Divide the data between train and test data

In [None]:
from sklearn.model_selection import train_test_split

char_train, char_test, obj_train, obj_test = train_test_split(char, obj, test_size=0.2, random_state=42)
print(char_train)

Normalize variables

In [None]:
from sklearn.preprocessing import MinMaxScaler

columns_to_normalize = data.select_dtypes(include=['float64']).columns
scaler = MinMaxScaler()
data[columns_to_normalize] = scaler.fit_transform(data[columns_to_normalize])
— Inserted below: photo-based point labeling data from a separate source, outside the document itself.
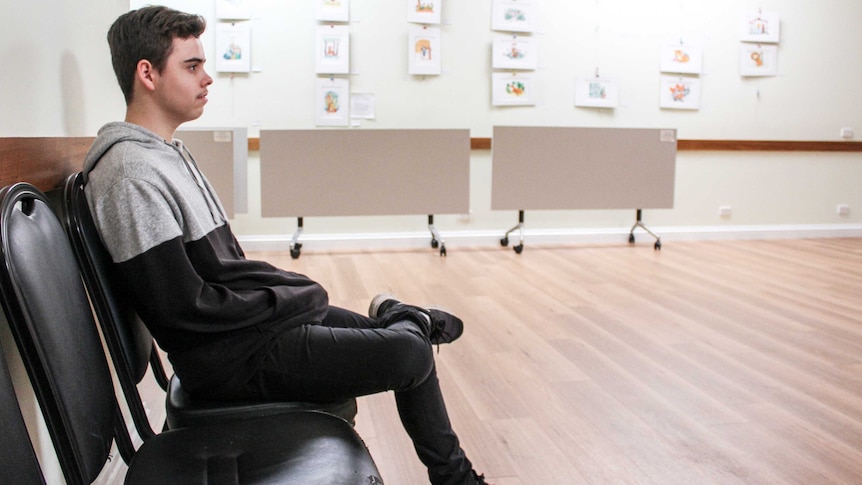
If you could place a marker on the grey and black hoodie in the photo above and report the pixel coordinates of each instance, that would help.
(212, 310)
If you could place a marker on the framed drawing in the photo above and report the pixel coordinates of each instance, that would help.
(332, 10)
(513, 52)
(233, 47)
(332, 102)
(513, 89)
(333, 49)
(597, 93)
(760, 27)
(682, 57)
(758, 60)
(424, 11)
(514, 15)
(423, 51)
(678, 92)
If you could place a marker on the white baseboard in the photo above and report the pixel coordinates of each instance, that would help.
(415, 240)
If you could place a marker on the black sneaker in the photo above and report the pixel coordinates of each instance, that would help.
(443, 327)
(480, 479)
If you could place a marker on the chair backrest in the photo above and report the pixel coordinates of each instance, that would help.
(48, 311)
(131, 345)
(17, 459)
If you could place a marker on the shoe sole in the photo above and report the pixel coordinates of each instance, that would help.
(374, 306)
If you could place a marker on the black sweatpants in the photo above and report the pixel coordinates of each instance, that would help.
(351, 355)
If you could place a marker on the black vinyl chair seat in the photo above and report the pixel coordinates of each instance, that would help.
(46, 305)
(18, 459)
(131, 345)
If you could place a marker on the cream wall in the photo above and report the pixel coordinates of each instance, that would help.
(57, 81)
(60, 83)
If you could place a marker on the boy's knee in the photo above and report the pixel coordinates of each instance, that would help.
(414, 358)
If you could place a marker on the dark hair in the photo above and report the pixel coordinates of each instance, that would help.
(147, 33)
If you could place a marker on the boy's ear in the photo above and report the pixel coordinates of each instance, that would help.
(145, 73)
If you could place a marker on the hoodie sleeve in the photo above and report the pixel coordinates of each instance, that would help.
(186, 285)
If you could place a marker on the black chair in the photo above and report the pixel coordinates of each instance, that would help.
(46, 305)
(132, 346)
(17, 459)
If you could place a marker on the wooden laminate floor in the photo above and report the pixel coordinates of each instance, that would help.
(723, 362)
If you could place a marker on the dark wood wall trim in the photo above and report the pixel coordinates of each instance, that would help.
(705, 145)
(47, 161)
(770, 146)
(44, 162)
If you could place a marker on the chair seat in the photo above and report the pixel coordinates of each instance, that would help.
(289, 448)
(184, 411)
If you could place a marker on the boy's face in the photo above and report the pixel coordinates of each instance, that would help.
(181, 85)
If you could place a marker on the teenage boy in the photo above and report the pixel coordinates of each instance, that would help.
(235, 328)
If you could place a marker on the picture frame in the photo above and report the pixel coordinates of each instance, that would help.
(682, 57)
(332, 49)
(332, 102)
(514, 15)
(680, 92)
(513, 89)
(233, 47)
(423, 51)
(596, 92)
(758, 60)
(514, 52)
(764, 27)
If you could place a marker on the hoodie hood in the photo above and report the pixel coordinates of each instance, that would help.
(118, 132)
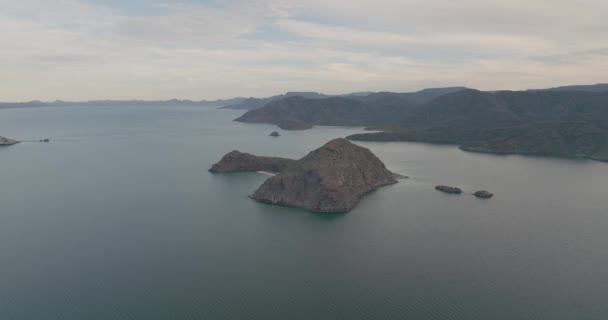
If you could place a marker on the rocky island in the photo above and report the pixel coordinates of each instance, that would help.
(448, 189)
(332, 178)
(571, 121)
(236, 161)
(7, 142)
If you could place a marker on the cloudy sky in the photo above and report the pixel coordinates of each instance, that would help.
(208, 49)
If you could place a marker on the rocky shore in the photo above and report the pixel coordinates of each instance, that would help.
(332, 178)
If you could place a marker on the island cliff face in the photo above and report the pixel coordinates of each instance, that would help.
(7, 142)
(332, 178)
RIPPER algorithm with sequential forward feature selection

In [None]:
from wittgenstein import RIPPER
from sklearn.metrics import accuracy_score, recall_score, f1_score

selected_features = [] 

ripper = RIPPER()

# Evaluate the features chosen
def evaluate_model(features):
    ripper.fit(char_train.iloc[:, features], obj_train)
    predictions = ripper.predict(char_test.iloc[:, features])
    accuracy = accuracy_score(obj_test, predictions)
    return accuracy

# Bucle Forward Selection
while len(selected_features) < char_train.shape[1]:
    best_accuracy = 0
    best_feature = None
    
    # Iterate over the non selected features
    for feature_index in range(char_train.shape[1]):
        if feature_index not in selected_features:
            current_features = selected_features + [feature_index]
            accuracy = evaluate_model(current_features)
            
            # If the new precision is better than the last precision, updates it
            if accuracy > best_accuracy:
                best_accuracy = accuracy
                best_feature = feature_index
    
    # Adds the best feature to the other best ones
    selected_features.append(best_feature)
    
    # Progress
    print(f"Selected Features: {selected_features}, Accuracy: {best_accuracy:.2f}")

print("Final Selected Features:", selected_features)